Police have said the incident followed a long history of property disputes between the two families, the latest being an argument over toy boats in the driveway.
In the motion this month, Teachout argued that the court should admit into evidence a digitally recorded interview that New Hampshire State Police conducted with Nottage shortly after the shooting.
During the interview, Nottage said Ellsey was assaulting Cain just before the shooting and that both he and Renehan got involved, according to the defense motion.
Nottage also told police that he pushed Renehan away from the altercation before Renehan fired the shot that hit him in the leg, the motion said.

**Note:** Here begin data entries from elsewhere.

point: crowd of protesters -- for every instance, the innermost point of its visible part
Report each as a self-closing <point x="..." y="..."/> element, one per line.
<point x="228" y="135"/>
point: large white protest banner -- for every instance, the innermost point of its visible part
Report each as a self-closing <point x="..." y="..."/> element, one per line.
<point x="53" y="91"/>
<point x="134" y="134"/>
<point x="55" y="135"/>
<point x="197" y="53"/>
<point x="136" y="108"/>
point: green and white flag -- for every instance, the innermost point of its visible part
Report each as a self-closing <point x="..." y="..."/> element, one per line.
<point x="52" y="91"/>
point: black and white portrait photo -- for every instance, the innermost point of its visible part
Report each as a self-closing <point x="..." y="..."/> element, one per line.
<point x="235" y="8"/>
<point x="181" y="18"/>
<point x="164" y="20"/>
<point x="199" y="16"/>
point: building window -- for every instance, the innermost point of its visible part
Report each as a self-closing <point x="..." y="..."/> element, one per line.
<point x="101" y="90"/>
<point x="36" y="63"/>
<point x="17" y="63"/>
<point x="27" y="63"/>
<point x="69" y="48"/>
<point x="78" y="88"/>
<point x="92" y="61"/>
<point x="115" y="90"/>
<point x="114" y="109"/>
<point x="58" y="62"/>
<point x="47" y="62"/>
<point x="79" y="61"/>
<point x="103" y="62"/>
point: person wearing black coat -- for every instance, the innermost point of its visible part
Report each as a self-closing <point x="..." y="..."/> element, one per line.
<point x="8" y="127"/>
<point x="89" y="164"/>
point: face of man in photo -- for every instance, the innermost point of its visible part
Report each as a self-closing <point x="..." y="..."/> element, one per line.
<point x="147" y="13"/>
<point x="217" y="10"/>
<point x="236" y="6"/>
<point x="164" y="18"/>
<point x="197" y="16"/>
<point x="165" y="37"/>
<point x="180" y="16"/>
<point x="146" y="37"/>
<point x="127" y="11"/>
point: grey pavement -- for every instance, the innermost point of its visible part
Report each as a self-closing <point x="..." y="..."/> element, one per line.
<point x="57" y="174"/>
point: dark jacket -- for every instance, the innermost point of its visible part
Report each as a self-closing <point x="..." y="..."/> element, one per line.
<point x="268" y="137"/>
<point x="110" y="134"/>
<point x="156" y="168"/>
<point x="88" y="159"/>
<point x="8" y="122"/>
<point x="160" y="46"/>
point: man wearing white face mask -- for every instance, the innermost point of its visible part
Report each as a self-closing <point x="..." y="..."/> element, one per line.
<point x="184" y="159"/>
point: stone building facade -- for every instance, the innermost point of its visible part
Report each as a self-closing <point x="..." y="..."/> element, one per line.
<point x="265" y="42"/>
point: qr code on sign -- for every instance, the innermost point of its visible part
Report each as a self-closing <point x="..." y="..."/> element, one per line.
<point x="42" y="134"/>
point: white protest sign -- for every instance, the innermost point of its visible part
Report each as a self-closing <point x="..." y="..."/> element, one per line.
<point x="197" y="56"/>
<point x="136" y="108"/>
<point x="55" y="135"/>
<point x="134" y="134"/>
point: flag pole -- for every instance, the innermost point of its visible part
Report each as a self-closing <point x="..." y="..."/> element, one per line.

“Each of these facts show that Mr. Renehan took his actions only to cease and deter the ongoing unlawful assaults by both Nottage and Ellsey,” Teachout wrote in the motion, adding that the interview shows Renehan’s actions were “legally justified.”
Teachout also argued that the interview should be exempt from the hearsay rule because it’s trustworthy, and because locating Nottage and getting his in-person testimony at the hearing would be costly and a “waste of time” for the court.
“(The interview) was audio recorded by police and its accuracy cannot be disputed,” Teachout wrote.
But Sullivan County Attorney Marc Hathaway disagreed.
In a response to Teachout’s motion Tuesday, Hathaway argued that the interview between Nottage and police isn’t evidence that Renehan acted in self-defense.
“The facts predicating the defendant’s thoughts and his thought process should not be inferred from the hearsay statements of a witness not being subjected to cross-examination,” Hathaway wrote.
He also stressed that the interview is “clearly” a case of hearsay and shouldn’t be admitted at trial.
“There are multiple other eyewitnesses who potentially are available to testify to what they saw, heard or perceived concerning the same events,” he wrote.
The state plans to call both Cain and Ellsey to testify at the trial, according to a witness list submitted this month.